Location
- (office) 9150 Chesapeake Drive, Suite 170, San Diego, CA 92123 (classroom) 4833 Doliva Dr, San Diego, CA 92117 San Diego California San Diego, San Diego, California, 92123 (office) 92117 (classroom) United States 32°50′20″N 117°07′53″W﻿ / ﻿32.8389°N 117.1314°W

Information
- School type: Private Weekend School
- Established: 1978
- Grades: Elementary to High School
- Enrollment: 500 (approx.)
- Website: Minato Gakuen

= Minato School =

Japanese weekend school in California, US

The San Diego Japanese School (サンディエゴ補習授業校), also known as Minato School (みなと学園), is a Japanese weekend school in San Diego, California. Classes are held at James Madison High School in Clairemont, while the school office is in another location in San Diego.

==History==
It was established in 1978, meaning San Diego–based Japanese people who previously attended Asahi Gakuen in the Los Angeles area now had their own Japanese weekend school.
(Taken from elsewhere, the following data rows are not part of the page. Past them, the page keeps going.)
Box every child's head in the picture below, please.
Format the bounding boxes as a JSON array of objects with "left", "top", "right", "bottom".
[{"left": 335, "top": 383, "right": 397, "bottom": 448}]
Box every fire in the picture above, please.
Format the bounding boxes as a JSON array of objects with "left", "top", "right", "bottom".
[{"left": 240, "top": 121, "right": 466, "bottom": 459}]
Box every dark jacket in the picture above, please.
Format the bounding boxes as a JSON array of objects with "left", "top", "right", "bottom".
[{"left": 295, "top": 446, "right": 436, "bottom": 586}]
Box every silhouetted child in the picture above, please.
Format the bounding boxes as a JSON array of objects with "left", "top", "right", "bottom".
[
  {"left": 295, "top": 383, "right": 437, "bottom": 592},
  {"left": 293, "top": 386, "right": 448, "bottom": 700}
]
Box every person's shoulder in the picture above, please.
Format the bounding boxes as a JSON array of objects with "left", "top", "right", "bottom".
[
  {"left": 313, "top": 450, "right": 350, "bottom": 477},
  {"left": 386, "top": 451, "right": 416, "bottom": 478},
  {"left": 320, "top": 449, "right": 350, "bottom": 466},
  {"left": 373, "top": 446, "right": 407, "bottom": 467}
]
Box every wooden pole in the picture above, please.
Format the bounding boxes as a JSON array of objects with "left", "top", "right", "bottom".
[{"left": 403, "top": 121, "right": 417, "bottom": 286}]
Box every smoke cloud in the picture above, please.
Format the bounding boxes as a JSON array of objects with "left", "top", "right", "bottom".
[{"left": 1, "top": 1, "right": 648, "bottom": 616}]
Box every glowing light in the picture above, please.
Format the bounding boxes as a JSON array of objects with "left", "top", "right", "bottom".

Initially, the school was based in the Clairemont neighborhood in San Diego.

Initially, it had 40 pupils grouped into four classes. In 1988 the enrollment was almost 300, and almost 70% of the students were at the elementary school level. Classes were held in 22 temporary buildings at Wagenheim Junior High School in Mira Mesa, San Diego. In 1996 Minato Gakuen switched to holding classes at Eastlake High School in Chula Vista. The South County Economic Development Council (EDC) helped broker an agreement between Minato Gakuen and the party that operates Eastlake High, Sweetwater Union High School District. The expected enrollment post-move was a total of 500 students. The board of directors planned to donate funds to the school district as a part of the agreement. In July 1996 the school district's board of directors formally accepted the donation, totaling $10,000. School offices were located in a separate area.

Several students, as of 1997, had parents who worked for the San Diego area Sony offices and other Japanese companies.

In 2015 the school began holding its classes at Madison High.